Attempting to send a CSV file, but it's a bit messy. I need to remove some entries that aren't formatted correctly, delete the header row, and replace it with my own (hence FIELD_NAMES
). Data is on a UF and goes to my IDX. I'm not using INDEXED_EXTRACTIONS
on the UF because the .csv file isn't clean/properly formatted, so I have my IDX doing the work.
working
- event breaking
- removing improperly formatted entries
- removed original header
not working
- my field names (nothing is parsed when searching, my FIELD_NAMES
are missing).
Based on this, I'm thinking that the old header isn't stripped until it reaches typingQueue ( TRANSFORMS
), but my FIELD_NAMES
is trying to be applied at the aggQueue so it isn't working...but I'm not sure. How to fix this?
UF inputs
[monitor://C:\test\testfile_*.csv]
index = main
sourcetype = test
crcSalt = <SOURCE>
queue = parsingQueue
disbled = 0
IDX props
[test]
SHOULD_LINEMERGE = false
FIELD_NAMES = contentID,moduleName,levelName,date,loginID,last,first,var1,var2,var3,var4
FIELD_DELIMITER = ,
TIME_FORMAT = %F %T.%3Q
TZ = UTC
TRANSFORMS-null_hdr_and_nonevt = del_hdr,del_nonevt
IDX transforms
[del_hdr]
REGEX = ^ContentID.*
DEST_KEY = queue
FORMAT = nullQueue
[del_nonevt]
REGEX = ^(?!\d+,).*
DEST_KEY = queue
FORMAT = nullQueue
The FIELD_NAMES
and FIELD_DELIMITER
attributes only apply when INDEXED_EXTRACTIONS
is set.
Are you absolutely sure that you have exactly 11 fields? I think not; where, for example, is the time field? You must list them all.
@woodcock yes, the timestamp is in the date field (it follows my TIME_FORMAT entry). I already tried using TIMESTAMP_FIELDS = date
but that messed everything up because I'm not using INDEXED_EXTRACTIONS
. How can I set these up so everything is parsed?

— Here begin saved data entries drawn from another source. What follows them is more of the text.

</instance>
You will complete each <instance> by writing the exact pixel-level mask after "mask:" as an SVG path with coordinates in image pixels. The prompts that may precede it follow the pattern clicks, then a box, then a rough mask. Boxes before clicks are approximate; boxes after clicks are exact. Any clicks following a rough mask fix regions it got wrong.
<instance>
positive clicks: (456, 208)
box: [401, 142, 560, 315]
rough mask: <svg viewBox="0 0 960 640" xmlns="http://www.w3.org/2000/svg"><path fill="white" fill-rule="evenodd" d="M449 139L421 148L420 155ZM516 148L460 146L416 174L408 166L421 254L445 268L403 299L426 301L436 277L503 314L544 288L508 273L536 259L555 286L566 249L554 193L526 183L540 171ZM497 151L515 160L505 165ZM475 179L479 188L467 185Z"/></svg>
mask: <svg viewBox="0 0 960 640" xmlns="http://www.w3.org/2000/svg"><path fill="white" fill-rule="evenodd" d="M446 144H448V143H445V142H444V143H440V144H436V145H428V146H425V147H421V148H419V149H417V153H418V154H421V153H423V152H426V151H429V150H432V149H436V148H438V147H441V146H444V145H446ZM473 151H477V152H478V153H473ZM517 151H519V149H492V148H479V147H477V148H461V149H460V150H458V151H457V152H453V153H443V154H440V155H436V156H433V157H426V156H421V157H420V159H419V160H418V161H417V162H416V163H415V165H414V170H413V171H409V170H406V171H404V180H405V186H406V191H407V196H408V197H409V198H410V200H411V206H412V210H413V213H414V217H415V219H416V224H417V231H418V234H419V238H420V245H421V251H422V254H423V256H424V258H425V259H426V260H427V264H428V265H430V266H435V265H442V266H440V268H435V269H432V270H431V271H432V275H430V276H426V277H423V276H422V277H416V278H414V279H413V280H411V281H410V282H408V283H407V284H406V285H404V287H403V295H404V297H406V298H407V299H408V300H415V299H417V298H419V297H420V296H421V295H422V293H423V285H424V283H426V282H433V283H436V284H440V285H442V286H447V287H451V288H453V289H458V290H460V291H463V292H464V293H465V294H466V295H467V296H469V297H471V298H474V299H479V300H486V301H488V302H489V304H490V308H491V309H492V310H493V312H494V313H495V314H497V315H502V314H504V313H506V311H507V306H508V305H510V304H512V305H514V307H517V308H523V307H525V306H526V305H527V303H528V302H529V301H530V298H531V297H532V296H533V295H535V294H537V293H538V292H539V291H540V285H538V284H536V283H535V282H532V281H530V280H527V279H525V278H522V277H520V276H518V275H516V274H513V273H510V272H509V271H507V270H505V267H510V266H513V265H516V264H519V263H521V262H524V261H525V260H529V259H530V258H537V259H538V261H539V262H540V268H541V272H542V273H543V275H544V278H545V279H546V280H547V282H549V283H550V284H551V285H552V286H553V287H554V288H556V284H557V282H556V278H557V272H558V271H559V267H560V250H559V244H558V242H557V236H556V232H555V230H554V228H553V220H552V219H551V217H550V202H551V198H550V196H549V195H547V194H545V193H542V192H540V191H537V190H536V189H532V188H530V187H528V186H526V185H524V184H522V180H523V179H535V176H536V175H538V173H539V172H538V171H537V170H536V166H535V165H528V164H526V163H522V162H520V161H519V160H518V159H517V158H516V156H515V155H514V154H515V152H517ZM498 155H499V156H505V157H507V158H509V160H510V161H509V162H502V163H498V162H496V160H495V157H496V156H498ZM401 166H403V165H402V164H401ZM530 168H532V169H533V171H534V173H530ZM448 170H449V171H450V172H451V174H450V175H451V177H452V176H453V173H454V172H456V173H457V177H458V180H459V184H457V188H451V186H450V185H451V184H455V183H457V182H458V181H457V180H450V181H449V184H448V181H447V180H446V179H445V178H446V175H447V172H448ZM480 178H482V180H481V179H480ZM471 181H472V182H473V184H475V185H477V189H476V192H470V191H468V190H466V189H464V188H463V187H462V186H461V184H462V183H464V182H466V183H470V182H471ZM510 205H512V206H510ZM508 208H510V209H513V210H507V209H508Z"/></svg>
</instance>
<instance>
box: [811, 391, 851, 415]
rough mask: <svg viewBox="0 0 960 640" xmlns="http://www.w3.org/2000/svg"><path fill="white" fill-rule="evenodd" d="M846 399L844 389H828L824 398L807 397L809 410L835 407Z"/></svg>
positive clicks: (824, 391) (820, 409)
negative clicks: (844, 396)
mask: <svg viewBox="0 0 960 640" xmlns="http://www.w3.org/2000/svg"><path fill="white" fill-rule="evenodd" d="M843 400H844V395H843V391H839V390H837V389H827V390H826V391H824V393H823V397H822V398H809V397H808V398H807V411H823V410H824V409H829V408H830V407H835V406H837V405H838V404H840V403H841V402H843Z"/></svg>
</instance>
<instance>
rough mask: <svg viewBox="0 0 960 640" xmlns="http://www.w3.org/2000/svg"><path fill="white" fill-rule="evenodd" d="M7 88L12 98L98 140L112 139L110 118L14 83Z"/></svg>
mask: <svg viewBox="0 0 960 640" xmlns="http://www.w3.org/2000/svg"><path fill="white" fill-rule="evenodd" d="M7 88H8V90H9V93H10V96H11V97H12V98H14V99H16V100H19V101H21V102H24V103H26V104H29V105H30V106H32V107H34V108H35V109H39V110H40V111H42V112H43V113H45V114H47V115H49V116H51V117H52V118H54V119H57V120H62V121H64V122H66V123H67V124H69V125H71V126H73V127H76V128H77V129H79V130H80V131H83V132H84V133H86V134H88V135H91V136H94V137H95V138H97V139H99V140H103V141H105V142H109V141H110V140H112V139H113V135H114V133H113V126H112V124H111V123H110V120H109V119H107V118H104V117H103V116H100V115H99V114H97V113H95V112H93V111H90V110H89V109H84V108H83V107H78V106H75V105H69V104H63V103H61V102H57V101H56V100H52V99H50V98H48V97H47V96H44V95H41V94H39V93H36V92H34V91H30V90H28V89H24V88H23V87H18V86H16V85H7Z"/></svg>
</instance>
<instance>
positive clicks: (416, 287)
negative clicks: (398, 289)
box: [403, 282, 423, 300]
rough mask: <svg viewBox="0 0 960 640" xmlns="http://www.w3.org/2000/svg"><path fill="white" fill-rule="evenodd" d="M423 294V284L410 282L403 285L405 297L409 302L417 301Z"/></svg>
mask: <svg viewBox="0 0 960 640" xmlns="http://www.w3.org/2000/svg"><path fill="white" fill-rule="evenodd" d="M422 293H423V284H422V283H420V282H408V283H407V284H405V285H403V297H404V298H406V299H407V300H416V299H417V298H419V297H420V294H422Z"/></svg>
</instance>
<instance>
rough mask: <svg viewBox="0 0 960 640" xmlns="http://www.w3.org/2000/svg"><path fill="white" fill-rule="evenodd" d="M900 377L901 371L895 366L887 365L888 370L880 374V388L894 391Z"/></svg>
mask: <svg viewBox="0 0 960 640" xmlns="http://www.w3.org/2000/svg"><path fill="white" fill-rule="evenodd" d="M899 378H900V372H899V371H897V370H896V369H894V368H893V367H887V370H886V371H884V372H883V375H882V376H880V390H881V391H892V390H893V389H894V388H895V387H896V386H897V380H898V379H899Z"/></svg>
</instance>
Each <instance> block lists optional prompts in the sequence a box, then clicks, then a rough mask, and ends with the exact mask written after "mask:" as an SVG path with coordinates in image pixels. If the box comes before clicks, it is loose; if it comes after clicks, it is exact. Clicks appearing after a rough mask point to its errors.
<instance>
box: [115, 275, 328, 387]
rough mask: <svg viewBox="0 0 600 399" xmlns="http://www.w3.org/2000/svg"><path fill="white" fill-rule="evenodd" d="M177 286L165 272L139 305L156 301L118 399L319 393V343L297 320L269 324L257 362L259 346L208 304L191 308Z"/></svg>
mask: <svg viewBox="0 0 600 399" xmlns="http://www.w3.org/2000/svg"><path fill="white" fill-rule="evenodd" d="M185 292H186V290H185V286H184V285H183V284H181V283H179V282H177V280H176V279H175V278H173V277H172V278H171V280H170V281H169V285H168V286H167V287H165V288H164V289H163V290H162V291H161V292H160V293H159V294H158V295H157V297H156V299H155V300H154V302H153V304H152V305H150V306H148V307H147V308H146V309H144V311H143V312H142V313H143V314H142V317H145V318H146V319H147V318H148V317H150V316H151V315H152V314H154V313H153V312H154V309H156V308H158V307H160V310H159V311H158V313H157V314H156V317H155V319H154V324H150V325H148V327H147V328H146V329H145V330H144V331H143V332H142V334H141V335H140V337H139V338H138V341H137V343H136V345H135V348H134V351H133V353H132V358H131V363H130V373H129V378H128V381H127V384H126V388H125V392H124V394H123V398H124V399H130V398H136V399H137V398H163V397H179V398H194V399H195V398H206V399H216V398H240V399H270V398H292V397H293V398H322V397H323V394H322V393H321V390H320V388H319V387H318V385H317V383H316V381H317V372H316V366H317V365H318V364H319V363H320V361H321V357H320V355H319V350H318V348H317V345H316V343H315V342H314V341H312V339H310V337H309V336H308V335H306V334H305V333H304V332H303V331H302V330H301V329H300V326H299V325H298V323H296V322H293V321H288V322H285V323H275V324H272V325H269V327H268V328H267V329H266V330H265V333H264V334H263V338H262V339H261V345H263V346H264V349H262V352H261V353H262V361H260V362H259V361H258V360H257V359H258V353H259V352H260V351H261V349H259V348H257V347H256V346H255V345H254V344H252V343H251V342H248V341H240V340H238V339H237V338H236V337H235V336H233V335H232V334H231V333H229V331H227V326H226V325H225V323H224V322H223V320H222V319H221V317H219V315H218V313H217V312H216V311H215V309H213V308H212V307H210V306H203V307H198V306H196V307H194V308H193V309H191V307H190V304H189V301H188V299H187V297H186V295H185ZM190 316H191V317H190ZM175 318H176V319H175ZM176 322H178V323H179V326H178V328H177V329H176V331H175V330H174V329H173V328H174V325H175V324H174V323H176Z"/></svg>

You should also be using TIME_PREFIX
but that should not have anything to do with why the fields are not working. I would open a support case.
The FIELD_NAMES
and FIELD_DELIMITER
attributes only apply when INDEXED_EXTRACTIONS
is set.
@richgalloway Please post your comment as an answer so I can accept it since it does explain why my FIELD_NAMES isn't working. I think I will have to use search time field extractions to get my data parsed (I don't see any other alternatives). Should be simple since it is comma separated.
There may be another option. Try adding a third transform that parses the CSV.
Props.conf
...
TRANSFORMS-null_hdr_and_nonevt = del_hdr,del_nonevt, parse_test
Transforms.conf
...
[parse_test]
REGEX = ([^,]+),([^.]+),([^.]+),([^.]+),([^.]+),([^.]+),([^.]+),([^.]+),([^.]+),([^.]+),([^.]+)
DEST_KEY = _raw
FORMAT = contentID=$1,moduleName=$2,levelName=$3,date=$4,loginID=$5,last=$6,first=$7,var1=$8,var2=$9,var3=$10,var4=$11
@richgalloway that worked perfectly! The docs on how to use the REGEX/DEST_KEY/FORMAT are not that great, your write-up makes much more sense. Thank you.